A few pics here from two September weekends in the southern portion of Colorado...

1-2 Climbing up through the trees on a picture perfect day
3 Looking down on George who is looking out over the aptly named 'Chicken-Out Point'
4-5 Yeah, the climb was cool... The downhill was OK, too.

Almost forgot to mention... Saw 1 pair of elk hunters in 12 hrs of riding on 2 prime weekend days. Nobody else.


----------



## Scabby Elbowz (May 31, 2004)

Too many pics...
1 The same weekend as first post. More rocky DH.
2 Next weekend climbing to the top of Monarch the hard way
3-4 Some pretty views climbing up to MCT from seldom-used side spur
( Prettiest rock garden ever? )
5 Using the auto timer and enjoying the fruits of the 4,000' vert we grunted up


----------



## Tig (Mar 17, 2004)

*Those pic's are barely legal!*

Sorry, I had to contribute to the title's theme...


----------



## Scabby Elbowz (May 31, 2004)

Okay... A few more and I'll quit. Just had such a great time last couple weeks and wanted to share a little.

1 More scenery from the climb
2 Bikes needed to take a break
3-4 What goes up...


----------



## Scabby Elbowz (May 31, 2004)

*I'll bite*



Tig said:


> Sorry, I had to contribute to the title's theme...


YEAH!!! I like to do it all day long... up and down and back and forth until I'm panting like a dog... covered in sweat. Then, when I don't think I have the energy left for any more, I re-hydrate and hit it again...


----------



## bluronthetrails (Apr 25, 2004)

*wow*



Scabby Elbowz said:


> A few pics here from two September weekends in the southern portion of Colorado...
> 
> 1-2 Climbing up through the trees on a picture perfect day
> 3 Looking down on George who is looking out over the aptly named 'Chicken-Out Point'
> ...


You guys covered some really wicked back country...wish I could be there...alas, college prevails...


----------



## LBmtb (Jul 29, 2004)

Looks like good times!


----------



## blackjack843 (May 3, 2004)

*Be careful!*



Scabby Elbowz said:


> 3-4 What goes up...


Hey, be careful with that Epic! They are not meant to be dropped over jumps/logs. They are good xc-type downhills though.
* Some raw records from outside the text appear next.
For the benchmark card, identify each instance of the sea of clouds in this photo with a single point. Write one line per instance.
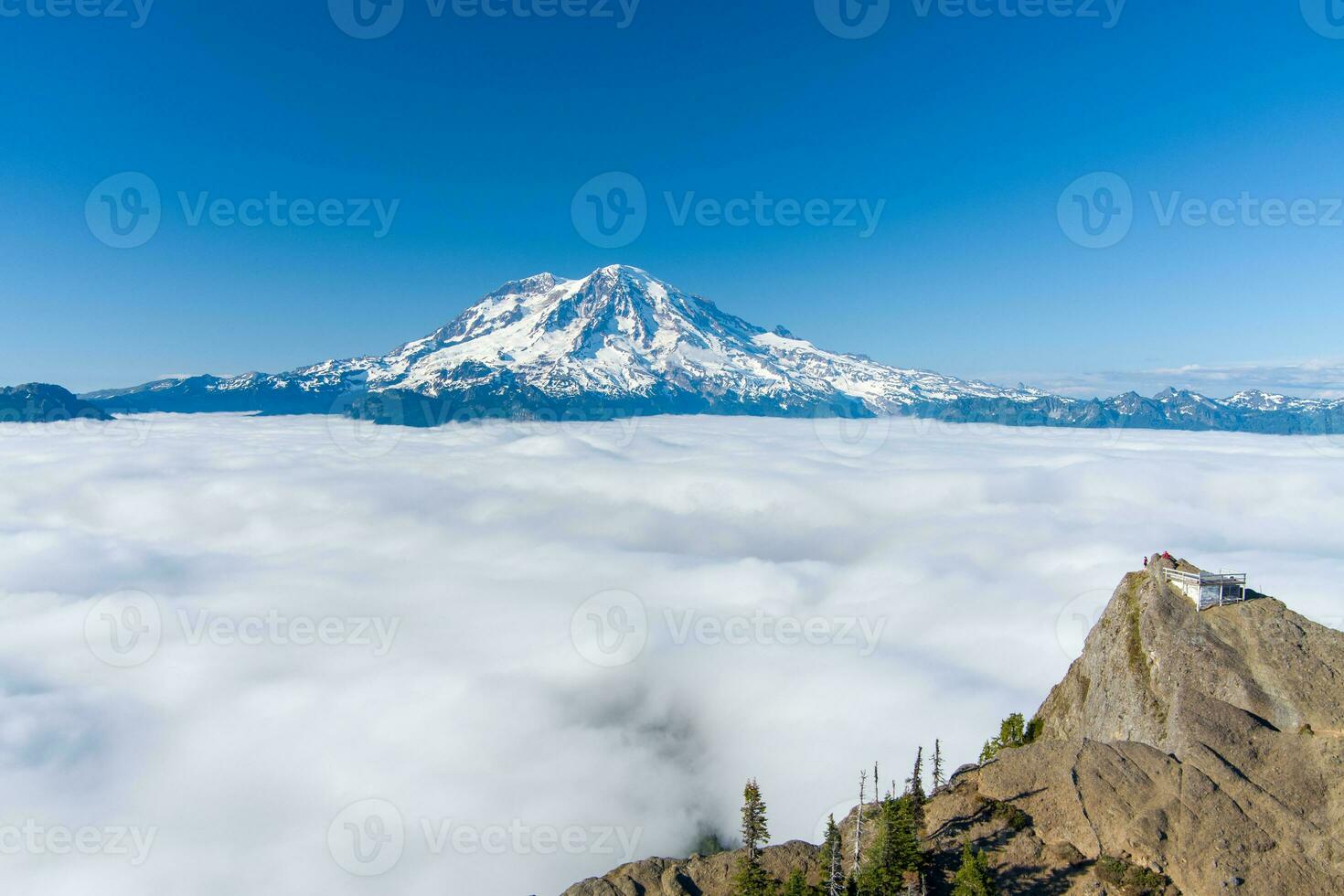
(299, 656)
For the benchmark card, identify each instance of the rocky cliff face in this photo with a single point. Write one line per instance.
(43, 403)
(1184, 752)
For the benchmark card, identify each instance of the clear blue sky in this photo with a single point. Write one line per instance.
(484, 128)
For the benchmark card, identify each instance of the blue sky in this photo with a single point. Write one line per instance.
(481, 129)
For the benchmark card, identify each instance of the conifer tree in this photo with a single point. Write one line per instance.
(895, 849)
(752, 879)
(858, 827)
(832, 873)
(974, 878)
(917, 779)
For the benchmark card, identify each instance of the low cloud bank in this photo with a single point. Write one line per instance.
(283, 657)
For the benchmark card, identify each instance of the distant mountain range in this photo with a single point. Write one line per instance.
(621, 343)
(42, 403)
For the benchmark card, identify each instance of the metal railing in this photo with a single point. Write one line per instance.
(1209, 589)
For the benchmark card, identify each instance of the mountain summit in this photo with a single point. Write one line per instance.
(1184, 752)
(621, 343)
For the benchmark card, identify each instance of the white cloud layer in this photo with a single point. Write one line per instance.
(976, 552)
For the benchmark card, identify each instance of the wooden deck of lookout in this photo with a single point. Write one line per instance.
(1209, 589)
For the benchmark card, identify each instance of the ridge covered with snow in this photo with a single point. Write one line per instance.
(621, 341)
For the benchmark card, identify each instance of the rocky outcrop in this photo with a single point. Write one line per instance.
(1183, 752)
(43, 403)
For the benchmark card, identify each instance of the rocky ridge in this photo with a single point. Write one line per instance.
(1183, 752)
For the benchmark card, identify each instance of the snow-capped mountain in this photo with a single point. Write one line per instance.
(620, 341)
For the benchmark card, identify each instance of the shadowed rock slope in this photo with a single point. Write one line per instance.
(1203, 747)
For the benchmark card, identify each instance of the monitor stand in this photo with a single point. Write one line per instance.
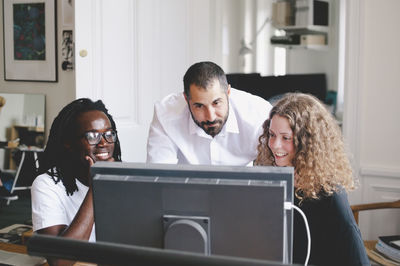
(187, 233)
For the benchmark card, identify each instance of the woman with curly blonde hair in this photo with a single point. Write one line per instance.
(301, 133)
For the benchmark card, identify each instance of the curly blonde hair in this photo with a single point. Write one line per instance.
(321, 163)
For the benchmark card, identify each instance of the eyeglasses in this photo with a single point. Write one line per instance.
(94, 137)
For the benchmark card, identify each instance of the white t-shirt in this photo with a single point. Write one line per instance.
(52, 206)
(175, 138)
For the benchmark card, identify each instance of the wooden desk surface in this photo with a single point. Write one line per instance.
(13, 248)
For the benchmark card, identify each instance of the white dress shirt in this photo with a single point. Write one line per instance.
(52, 206)
(175, 138)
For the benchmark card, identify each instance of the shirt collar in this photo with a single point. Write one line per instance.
(231, 125)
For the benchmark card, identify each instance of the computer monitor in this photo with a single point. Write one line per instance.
(219, 210)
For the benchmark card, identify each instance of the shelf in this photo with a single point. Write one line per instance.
(305, 29)
(298, 46)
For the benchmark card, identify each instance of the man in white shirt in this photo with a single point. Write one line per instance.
(209, 123)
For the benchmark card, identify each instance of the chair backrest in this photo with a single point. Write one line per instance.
(373, 206)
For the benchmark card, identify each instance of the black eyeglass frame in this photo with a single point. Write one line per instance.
(113, 135)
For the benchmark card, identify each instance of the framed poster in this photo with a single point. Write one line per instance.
(30, 39)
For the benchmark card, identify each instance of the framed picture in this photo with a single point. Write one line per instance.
(30, 40)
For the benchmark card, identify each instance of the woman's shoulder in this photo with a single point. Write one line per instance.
(43, 180)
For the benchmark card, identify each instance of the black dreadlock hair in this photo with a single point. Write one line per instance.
(57, 161)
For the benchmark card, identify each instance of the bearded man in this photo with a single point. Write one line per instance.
(210, 123)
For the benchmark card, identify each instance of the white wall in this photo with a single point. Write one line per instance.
(372, 113)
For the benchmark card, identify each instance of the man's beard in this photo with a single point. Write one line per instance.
(218, 124)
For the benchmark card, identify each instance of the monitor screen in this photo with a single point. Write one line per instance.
(233, 211)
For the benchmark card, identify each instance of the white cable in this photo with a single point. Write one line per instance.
(289, 205)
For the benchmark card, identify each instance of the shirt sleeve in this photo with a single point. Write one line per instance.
(47, 208)
(160, 147)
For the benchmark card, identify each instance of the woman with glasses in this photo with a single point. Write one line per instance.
(82, 134)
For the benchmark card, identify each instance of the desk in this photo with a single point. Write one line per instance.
(17, 185)
(21, 249)
(373, 255)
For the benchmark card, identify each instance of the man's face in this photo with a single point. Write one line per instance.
(209, 107)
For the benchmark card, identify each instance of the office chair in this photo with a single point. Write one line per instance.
(368, 244)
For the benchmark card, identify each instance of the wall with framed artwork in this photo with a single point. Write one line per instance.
(58, 93)
(30, 40)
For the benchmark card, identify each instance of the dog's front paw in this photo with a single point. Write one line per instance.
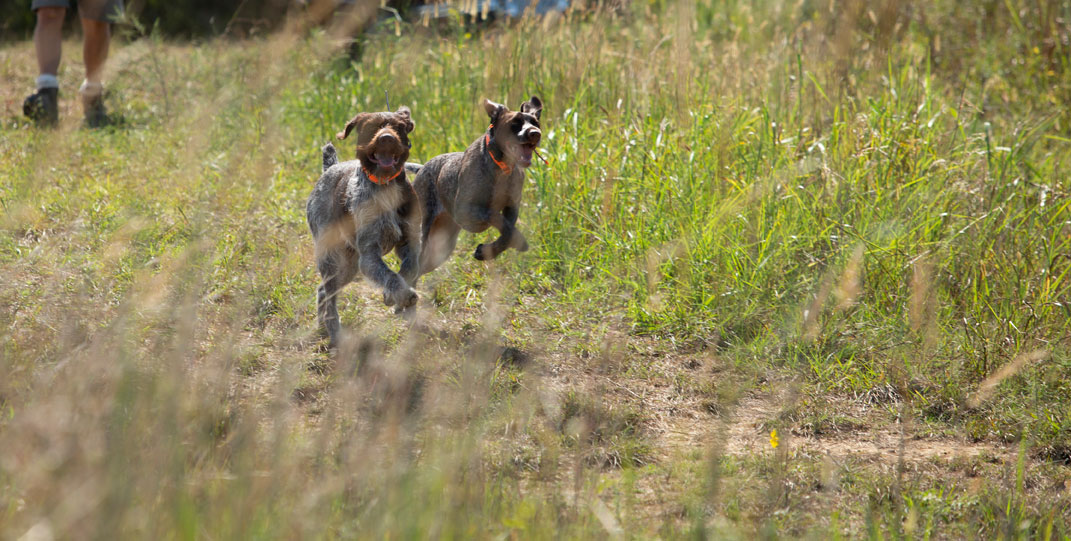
(401, 299)
(521, 245)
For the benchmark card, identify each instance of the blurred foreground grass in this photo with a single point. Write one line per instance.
(843, 221)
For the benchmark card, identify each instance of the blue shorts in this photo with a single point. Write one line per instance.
(107, 11)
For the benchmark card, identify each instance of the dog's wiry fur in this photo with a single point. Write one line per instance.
(362, 209)
(470, 190)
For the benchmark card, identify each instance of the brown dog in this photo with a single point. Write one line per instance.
(362, 209)
(480, 188)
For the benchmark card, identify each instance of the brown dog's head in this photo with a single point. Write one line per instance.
(382, 140)
(516, 133)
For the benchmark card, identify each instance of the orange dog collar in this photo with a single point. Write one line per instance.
(486, 140)
(383, 181)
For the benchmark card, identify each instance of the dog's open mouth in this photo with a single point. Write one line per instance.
(526, 153)
(385, 160)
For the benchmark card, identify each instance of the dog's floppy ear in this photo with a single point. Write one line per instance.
(494, 109)
(532, 106)
(407, 115)
(357, 122)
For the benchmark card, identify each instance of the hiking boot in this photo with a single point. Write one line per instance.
(43, 107)
(95, 114)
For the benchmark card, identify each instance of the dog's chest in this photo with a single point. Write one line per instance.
(376, 208)
(506, 190)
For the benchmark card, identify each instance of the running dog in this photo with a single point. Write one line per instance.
(361, 210)
(479, 188)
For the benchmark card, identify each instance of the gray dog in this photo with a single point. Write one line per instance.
(362, 209)
(480, 188)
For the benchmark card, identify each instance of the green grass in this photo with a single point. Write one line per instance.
(857, 214)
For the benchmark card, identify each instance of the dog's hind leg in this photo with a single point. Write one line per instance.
(509, 237)
(327, 309)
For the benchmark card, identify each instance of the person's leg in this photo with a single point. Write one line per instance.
(43, 105)
(96, 33)
(48, 38)
(94, 47)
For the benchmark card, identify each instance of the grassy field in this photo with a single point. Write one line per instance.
(798, 269)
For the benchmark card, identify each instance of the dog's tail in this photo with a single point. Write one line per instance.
(330, 156)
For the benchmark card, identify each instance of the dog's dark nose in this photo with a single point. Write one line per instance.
(387, 137)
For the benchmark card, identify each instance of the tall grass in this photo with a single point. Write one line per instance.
(865, 201)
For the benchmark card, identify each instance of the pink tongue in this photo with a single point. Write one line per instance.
(385, 161)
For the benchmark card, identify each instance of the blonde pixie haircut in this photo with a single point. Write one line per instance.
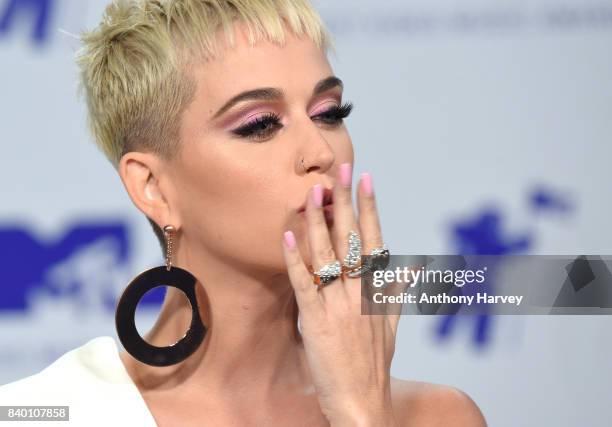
(134, 66)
Have fun but be careful. By the way, what fork is on that Epic?


----------



## Scabby Elbowz (May 31, 2004)

blackjack843 said:


> Hey, be careful with that Epic! They are not meant to be dropped over jumps/logs. They are good xc-type downhills though. Have fun but be careful. By the way, what fork is on that Epic?


That's my partner-in-crime George on the Epic. I would worry about him riding that stuff on it, but he is very smooth through the rough, having just finally retired his hardtail about a month ago. He did top the 'brain' out a couple of times, but no 'damage'. Psylo XC up front. He did try to ride it once with the SID WC that came stock... Now THAT was dangerous


----------